Abstract

Controversial results exist on the effects of spinal analgesia in cardiac surgery. The authors conducted a review of randomized studies to show whether there are any advantages in clinically relevant outcomes using spinal analgesia in patients undergoing cardiac surgery. Meta-analysis. Multiple hospitals. A total of 1,106 patients from 25 randomized trials. None. PubMed, BioMedCentral, CENTRAL, EMBASE, Cochrane Central Register of Controlled Trials, and conference proceedings were searched (updated January 2009) for randomized trials that compared general anesthesia with an anesthetic plan including spinal analgesia in cardiac surgery. Four independent reviewers performed data extraction, with divergences resolved by consensus. A total of 1,106 patients from 25 randomized studies were included in the analysis.
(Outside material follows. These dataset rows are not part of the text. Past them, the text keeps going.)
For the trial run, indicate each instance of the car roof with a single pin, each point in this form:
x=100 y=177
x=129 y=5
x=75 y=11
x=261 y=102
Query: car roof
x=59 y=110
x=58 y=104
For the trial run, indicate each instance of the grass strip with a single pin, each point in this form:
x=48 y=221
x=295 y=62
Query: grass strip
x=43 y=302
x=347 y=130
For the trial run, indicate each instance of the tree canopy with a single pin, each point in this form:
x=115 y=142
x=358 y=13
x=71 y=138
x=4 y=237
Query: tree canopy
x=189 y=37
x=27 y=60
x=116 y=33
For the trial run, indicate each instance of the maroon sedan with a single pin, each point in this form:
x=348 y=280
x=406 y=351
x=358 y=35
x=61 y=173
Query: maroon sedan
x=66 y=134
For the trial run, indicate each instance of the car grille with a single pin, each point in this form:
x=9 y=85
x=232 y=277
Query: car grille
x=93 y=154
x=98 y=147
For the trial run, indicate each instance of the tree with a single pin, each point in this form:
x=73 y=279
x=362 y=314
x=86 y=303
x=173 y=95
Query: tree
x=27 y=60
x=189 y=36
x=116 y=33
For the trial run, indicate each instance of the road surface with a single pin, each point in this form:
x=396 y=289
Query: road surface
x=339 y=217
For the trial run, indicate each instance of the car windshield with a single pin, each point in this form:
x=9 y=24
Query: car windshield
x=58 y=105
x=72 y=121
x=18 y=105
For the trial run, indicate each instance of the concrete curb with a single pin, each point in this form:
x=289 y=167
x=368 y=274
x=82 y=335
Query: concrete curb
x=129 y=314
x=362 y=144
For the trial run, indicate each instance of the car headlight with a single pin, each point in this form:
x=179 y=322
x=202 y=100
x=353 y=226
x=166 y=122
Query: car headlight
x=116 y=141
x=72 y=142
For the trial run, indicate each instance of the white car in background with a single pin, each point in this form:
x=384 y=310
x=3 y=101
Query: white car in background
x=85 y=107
Overall analysis showed that there were no differences in terms of mortality (2/562 [0.4%] in the spinal group v 2/514 [0.4%] in the control arm [risk difference (RD) = 0.00 [-0.02, +0.02], p = 1.0), perioperative myocardial infarction (9/421 [2.1%] in the spinal group v 11/407 [2.7%] in the control arm [RD = 0.00, -(0.03, +0.02), p = 0.77), and the length of hospital stay (WMD = -0.28 days [-0.68, -0.13], p = 0.18, with 419 included patients). This analysis indicated that spinal analgesia does not improve clinically relevant outcomes in patients undergoing cardiac surgery, discouraging further randomized controlled trials on this topic even if changes in techniques, devices, and drugs could modify the outlook of the comparison between spinal and standard anesthesia in this setting.